Context: The Long Road to a Fresh Start
To understand the weight of this message, one must appreciate the journey that preceded it. The broader session (Segment 55) had been consumed with debugging a vicious FX tracing race condition in torch.compile(flex_attention). The training environment had been polluted by successive installations of SGLang, flashinfer, and multiple torch version swaps, culminating in a deleted compile cache that forced fresh compilation. The race condition manifested when multiple drafter threads simultaneously triggered torch.compile, causing a global _is_fx_tracing_flag to be set during one thread's compilation and corrupting the compile_wrapper check on another thread.

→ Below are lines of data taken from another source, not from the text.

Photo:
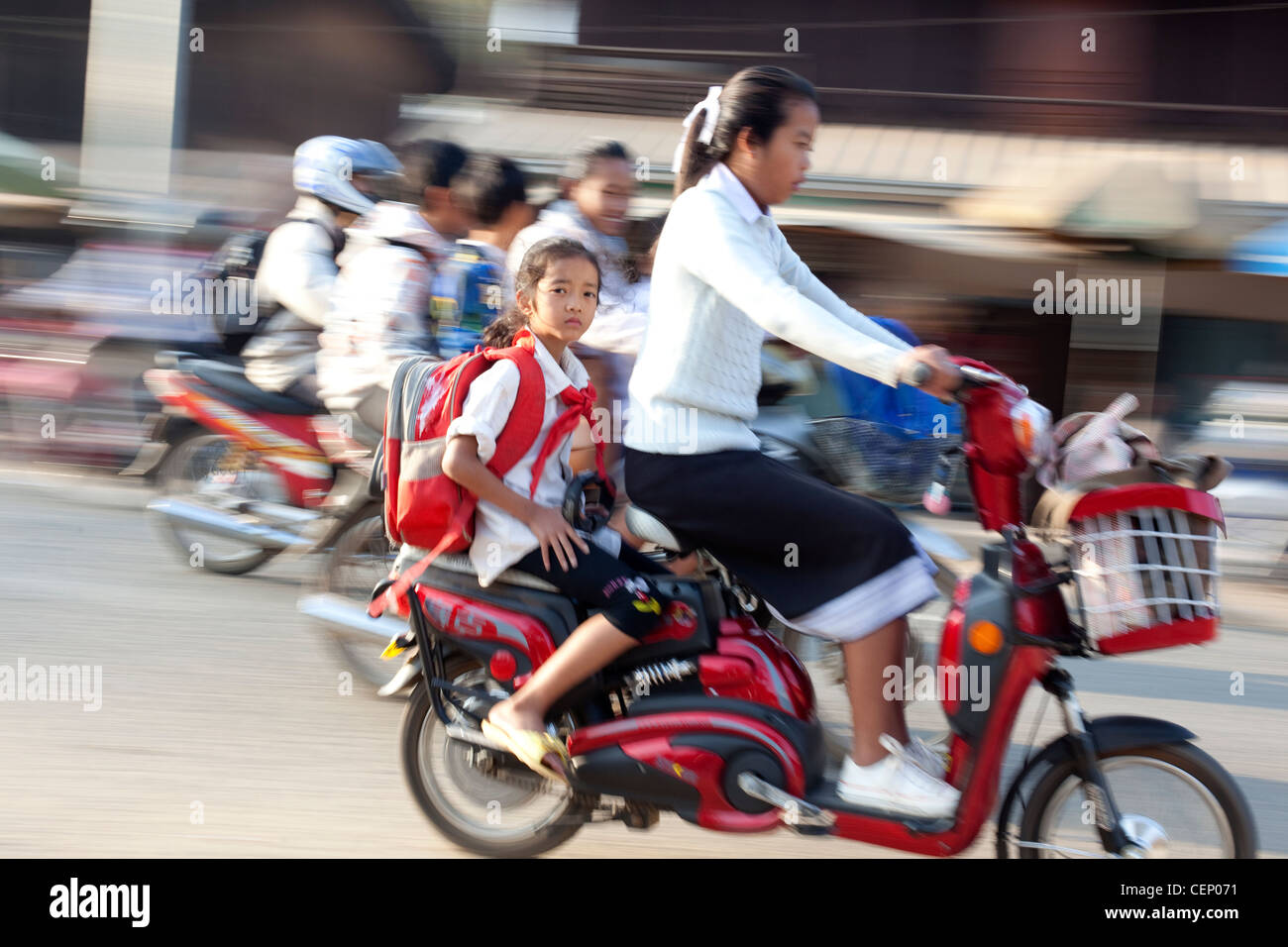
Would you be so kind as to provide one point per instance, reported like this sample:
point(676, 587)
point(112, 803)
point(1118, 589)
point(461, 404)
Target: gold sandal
point(531, 748)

The assistant had executed an elaborate recovery plan: restoring dflash_model.py to the committed git HEAD, creating a fresh virtual environment with uv using only essential training dependencies (torch 2.11.0+cu128, transformers, datasets, wandb, boto3), deploying clean scripts to the CT200 container, and pre-warming the compile cache with a single-threaded warmup script. The warmup succeeded, generating a fresh compile cache. Training was launched from scratch on the expanded 1.1M-sample dataset with the original 5-target + 3-drafter configuration (token_budget=49152, max_batch_size=64, max_anchors=1024, block_size=32, gamma=10). The run was named exp-ddtree-expanded-1.1M-fresh-v2.
The expectation was that the clean environment and pre-warmed cache would restore the 20K tok/s performance seen before the dataset expansion. But by message 9720, that expectation has been dashed.
The Message: A Plateau at 12.6K
The message opens with a stark status report:
Step 60, 40 minutes in, throughput plateaued at 12.6K tok/s. q_hs=[60] (full), so drafters are the bottleneck. All 8 GPUs active (even drafter GPU 6 at 97.2 GB — nearly full but alive).
The q_hs=[60] metric is critical. The hidden-state queue (the shared queue through which target models pass hidden states to drafter models) is completely full at its maximum capacity of 60 items. This means the target models are producing work faster than the drafters can consume it—the drafters are the bottleneck. The assistant immediately recognizes the significance: "12.6K tok/s is significantly lower than the 20K the user reported. The ETA is 12.2 days vs what should be ~7 days for 20K."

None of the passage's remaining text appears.